“Yes, you must. Don’t throw them away. We had better keep up the look of being fishermen.”
“Very well, sir; just as you like. But I say, Master Fred, what’s the good of all this? Don’t let’s go.”
“Not go?”
“I don’t see why we should take the trouble to go and look after a fellow like Nat. He never was any credit to me, and he never will be. Like as not, if he gets better, he’ll give me a topper.”
“Come along, and hold your tongue, Samson. Do you suppose I can’t see through you?”
“Yes, I do, sir,” said Samson, with a chuckle. “Chap did try to make a hole through me just after we turned soldiers, but it’s all grown up again. I say, Master Fred, though, ser’us—think Nat is alive?”
“Yes, of course, poor fellow! No, don’t hurry now. Some one may be watching us.
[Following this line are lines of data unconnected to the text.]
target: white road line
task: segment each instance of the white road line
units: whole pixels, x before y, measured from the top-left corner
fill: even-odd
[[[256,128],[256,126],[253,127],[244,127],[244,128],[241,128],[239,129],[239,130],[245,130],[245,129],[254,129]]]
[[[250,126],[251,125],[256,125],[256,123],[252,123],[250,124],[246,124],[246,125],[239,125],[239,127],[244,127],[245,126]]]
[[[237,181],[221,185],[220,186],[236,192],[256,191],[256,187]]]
Let’s pretend to be picking out a good place.”
“Poor fellow!” grumbled Samson, as he obeyed, and began holding overhanging boughs aside and leaning over the water. “Don’t suppose you’d say, ‘Poor fellow!’ if I was to be lying wounded there, Master Fred.”
“No, of course not,” said Fred, angrily; “I should say I was very glad to get rid of you, and I wouldn’t stir a step to bring you bread or water or anything.”
Samson stopped short, and burst into a roar of laughter.